The main sticking point has been price. Each 5.5-inch LCD screen used in the iPhone 8 Plus costs Apple $52, whereas the iPhone X’s 5.8-inch OLED display is $110, researcher IHS Markit estimates. Those prices should go up in the near term as Apple sources larger screens for its upcoming nearly 6.5-inch model. Some phone makers may be delaying the switch to OLED due to recent advancements in older LCD technology, which Apple still uses in almost all its other devices. “LCD is fine enough for many users, and the price difference between OLED and LCD is still there,” said Simon Chan, an analyst at Bloomberg Intelligence. OLED has also caused problems for those who do use it. When Google launched a new Pixel smartphone last year with the technology, some users complained about inaccurate color reproduction and burn-in, where images remain after the screen is turned off. Apple warns on its website that burn-in and slight color changes are “characteristic” of OLED panels. “OLED has only survived because Samsung, Apple and LG Display, which have deep pockets, have kept it going,” said Raymond Soneira, chief executive officer of DisplayMate Technologies Corp., which tests screens. “When I started looking at OLEDs a few years ago, they were at the bottom of the performance list.” Universal Display Corp., which sells OLED-related chemicals to manufacturers like Samsung, missed on its revenue guidance for 2018, sending the shares down 16 percent on Feb. 23. Oppenheimer & Co. analyst Andrew Uerkwitz warned of “more volatile mobile display market dynamics” and increased competition from cheaper LCDs, while Evercore ISI’s C.J. Muse said the market has shifted from euphoria on supply deals to uncertainty. “We expect industry capacity growth to take a bit of a breather this year as panel makers build the framework for the next wave of high-volume OLED production, which is expected to ramp next year,” Sidney Rosenblatt, Universal Display’s chief financial officer, said. “2019 is poised to be a meaningful year of growth.”

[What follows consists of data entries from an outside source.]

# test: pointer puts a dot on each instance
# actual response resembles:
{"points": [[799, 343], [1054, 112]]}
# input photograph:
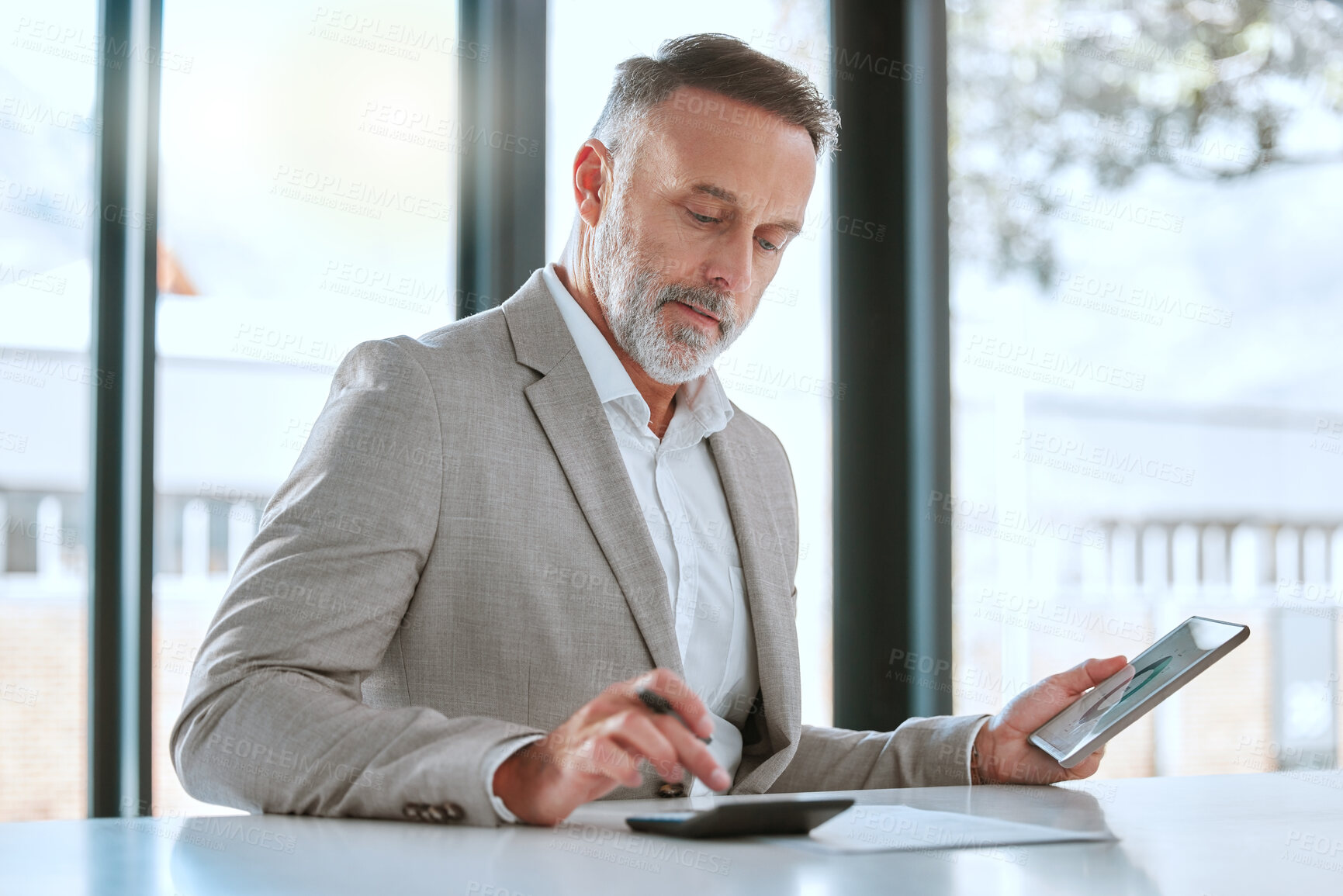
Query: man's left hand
{"points": [[1005, 752]]}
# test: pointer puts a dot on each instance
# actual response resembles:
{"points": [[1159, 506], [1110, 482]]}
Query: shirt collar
{"points": [[703, 396]]}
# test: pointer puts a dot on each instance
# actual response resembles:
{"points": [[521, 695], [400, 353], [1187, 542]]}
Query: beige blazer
{"points": [[459, 558]]}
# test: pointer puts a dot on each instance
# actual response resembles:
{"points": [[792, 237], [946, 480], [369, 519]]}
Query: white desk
{"points": [[1280, 833]]}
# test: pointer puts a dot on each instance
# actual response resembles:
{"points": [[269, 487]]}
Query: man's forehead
{"points": [[749, 164]]}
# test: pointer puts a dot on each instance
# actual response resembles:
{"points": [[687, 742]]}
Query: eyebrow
{"points": [[731, 198]]}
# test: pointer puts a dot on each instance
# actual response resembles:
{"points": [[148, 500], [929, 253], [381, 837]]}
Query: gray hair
{"points": [[723, 64]]}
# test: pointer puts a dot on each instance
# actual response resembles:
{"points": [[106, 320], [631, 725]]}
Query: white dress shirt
{"points": [[683, 503]]}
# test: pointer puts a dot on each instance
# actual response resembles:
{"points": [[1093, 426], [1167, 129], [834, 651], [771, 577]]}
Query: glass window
{"points": [[1146, 285], [779, 370], [47, 216], [306, 205]]}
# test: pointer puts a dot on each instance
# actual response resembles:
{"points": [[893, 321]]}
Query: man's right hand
{"points": [[601, 747]]}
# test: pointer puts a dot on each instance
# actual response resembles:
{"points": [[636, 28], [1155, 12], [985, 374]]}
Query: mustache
{"points": [[711, 300]]}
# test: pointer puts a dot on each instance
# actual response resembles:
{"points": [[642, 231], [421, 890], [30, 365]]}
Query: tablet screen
{"points": [[1131, 690]]}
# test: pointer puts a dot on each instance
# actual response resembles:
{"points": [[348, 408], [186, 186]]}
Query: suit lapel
{"points": [[768, 593], [571, 414]]}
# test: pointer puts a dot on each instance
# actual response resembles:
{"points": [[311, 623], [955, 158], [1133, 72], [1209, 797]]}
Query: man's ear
{"points": [[593, 178]]}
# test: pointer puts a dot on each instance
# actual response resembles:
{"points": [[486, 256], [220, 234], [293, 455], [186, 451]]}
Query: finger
{"points": [[602, 756], [639, 736], [1087, 675], [692, 754], [670, 687], [1048, 697], [1089, 766]]}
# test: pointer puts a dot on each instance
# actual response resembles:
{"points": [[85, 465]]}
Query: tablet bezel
{"points": [[1100, 738]]}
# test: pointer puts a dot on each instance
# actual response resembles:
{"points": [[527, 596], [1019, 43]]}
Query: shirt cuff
{"points": [[493, 759], [970, 754]]}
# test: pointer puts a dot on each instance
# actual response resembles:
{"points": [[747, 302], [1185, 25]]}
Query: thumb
{"points": [[1045, 699], [1087, 675]]}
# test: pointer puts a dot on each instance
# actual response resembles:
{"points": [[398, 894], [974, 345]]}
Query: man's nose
{"points": [[729, 262]]}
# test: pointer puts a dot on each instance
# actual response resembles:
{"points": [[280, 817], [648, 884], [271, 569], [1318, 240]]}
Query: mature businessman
{"points": [[500, 531]]}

OLED will likely keep improving as costs come down and production increases. The results are already emerging. Last year, DisplayMate ranked the iPhone X’s OLED screen as the best of any smartphone. Samsung’s new S9 line just topped that. A longer-term threat is MicroLED, which has many of the benefits of OLED, but fewer drawbacks. In 2015, Apple opened a lab in Taiwan to work on new screen technologies, Bloomberg News reported at the time. Foxconn Technology Group, the biggest assembler of iPhones for Apple, has backed MicroLED startup eLux Inc. In 2014, Apple acquired LuxVue Technology Corp., a MicroLED maker. The new technology is already being showcased in some high-end TVs. At the CES consumer electronics conference in January, Samsung demonstrated a 146-inch MicroLED TV dubbed “The Wall” because of its size. MicroLED is more energy efficient and brighter than OLED and lasts longer without burn-in, but yields are lower and sharpness is inferior for now, according to Soneira. “MicroLED screens aren’t close to production for smartphones and smartwatches” and it will take “at least three to five years for OLED to be dislodged,” he said.